Putnam's monsters watched transfixed as the humongous morass of bubbles popped.  Eight-tentacled, orange-slimed covered things, that looked like crustaceans.  They crawled and slid out of the cyst.

"Those are workers.  Given even a few hours, they can alter the ecosystem."  I shifted the time scale so that a single hour passed for each minute.  Putnam's monsters took a step back, except for one.  Charlie moved forward.  She approached the nearest of the blurring fast workers.  She seemed unafraid of them.

Strange, geometric structures erupted from the workers efforts.  Like a fungal growth, they spread out from where the cyst had landed.  I slowed time back to normal.

"Then the soldiers emerge."  Then I waited to see how they'd react to it.  I doubted they could pass this test.

Gases erupted from the structures.  They covered everything in a slimy biofilm.  Charlie clutched at her throat once the gases reached her nostrils.  The coral structures shattered as the soldiers broke out of the cyst.  Massive shapes struck at Putnam's monsters.

Each hard-shelled arthropod stood on six thick legs.  There were some variation even at this stage in their development.  But it didn't matter.  Each soldier even while juveniles were five meters tall and over fifteen meters long.  A hundred swarmed out of the cyst.

Their tiny human avatars couldn't withstand them.  They panicked, trying to run away.  Most had fallen like Charlie had, the gases have disabled them.  The dreamspace mirrored the brain-eating enzymes those gases carried in the realspace.  A handful of the tiny human avatars banded together, to try to work together to get away.

The soldiers of the Enemy caught them easily.  Each soldier covered them in the orange slime I had seen countless times.

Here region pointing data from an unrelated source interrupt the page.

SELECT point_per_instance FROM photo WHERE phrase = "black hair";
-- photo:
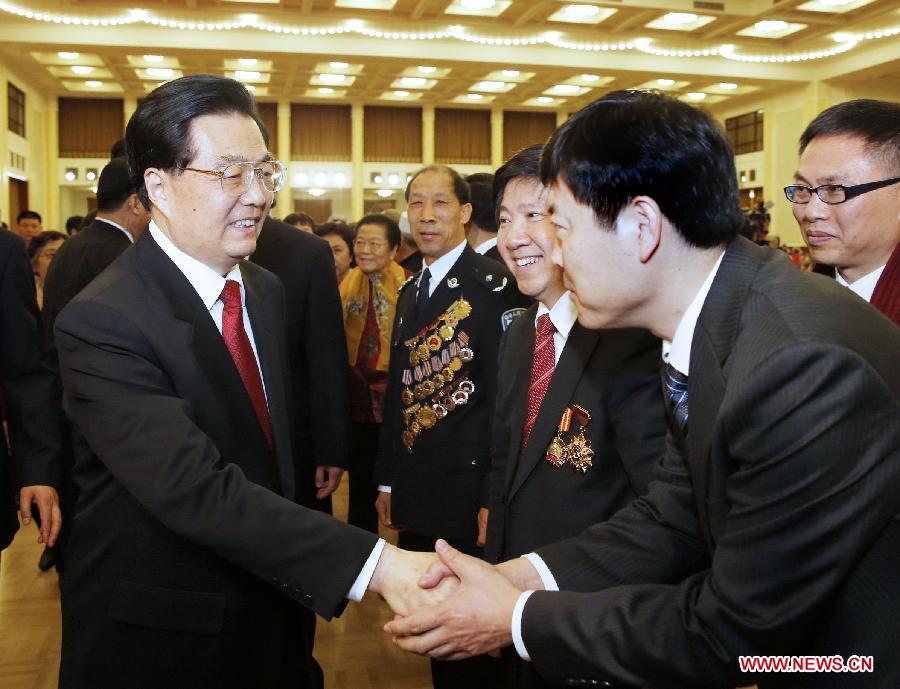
(639, 143)
(524, 163)
(341, 229)
(301, 219)
(391, 229)
(39, 241)
(876, 122)
(73, 222)
(158, 134)
(482, 206)
(460, 186)
(114, 185)
(25, 215)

A moment later I stopped the simulation.  Everything went dark.  Twenty human avatar eyes stared at me in fear and anger.  I smiled.

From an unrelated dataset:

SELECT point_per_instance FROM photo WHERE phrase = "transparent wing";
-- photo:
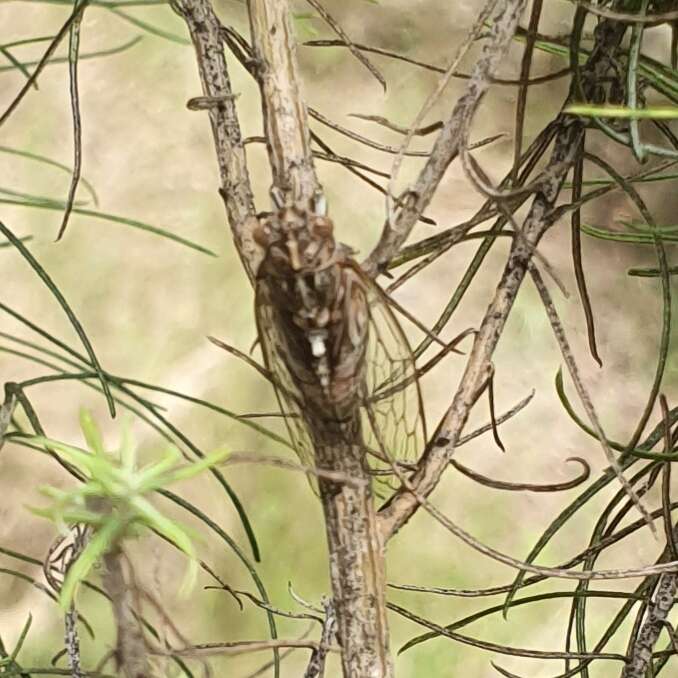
(289, 396)
(394, 426)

"Your first test.  You failed.  We will continue.  Over and over.  Until you are prepared to fight them."  I could see they had questions.  That they wanted to be able to speak again.  But I didn't.

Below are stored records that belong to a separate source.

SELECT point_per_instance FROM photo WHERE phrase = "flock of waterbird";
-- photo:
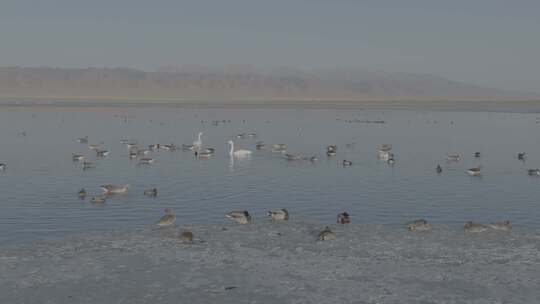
(244, 217)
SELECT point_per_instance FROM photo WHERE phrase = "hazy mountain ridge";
(231, 83)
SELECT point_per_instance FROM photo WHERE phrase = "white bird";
(474, 171)
(78, 157)
(167, 219)
(146, 161)
(238, 153)
(114, 188)
(198, 143)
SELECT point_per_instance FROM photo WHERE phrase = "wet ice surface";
(276, 263)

Instead we started it over.  With repetition comes discipline.

Aftermath 6
#InTransitMonsters, part 6 of a continuing #ScienceFiction tale about technology as messiah, a new take on Frankenstein, giant robots and humans facing extinction from bizarre aliens.  It's a #FirstDraft, so I'm open to criticism, comments, suggestions and anything else people can throw at it.

Alright.  This one felt hard to get out.  I think I might've underdone the action at the end; then again, I kinda enjoyed the tone.  Nasr, despite his doubts, more or less plans to ruin the last refuge the monsters of the Hecate Project had: dreamspace.  Which I think is a interactive dream state.  I think.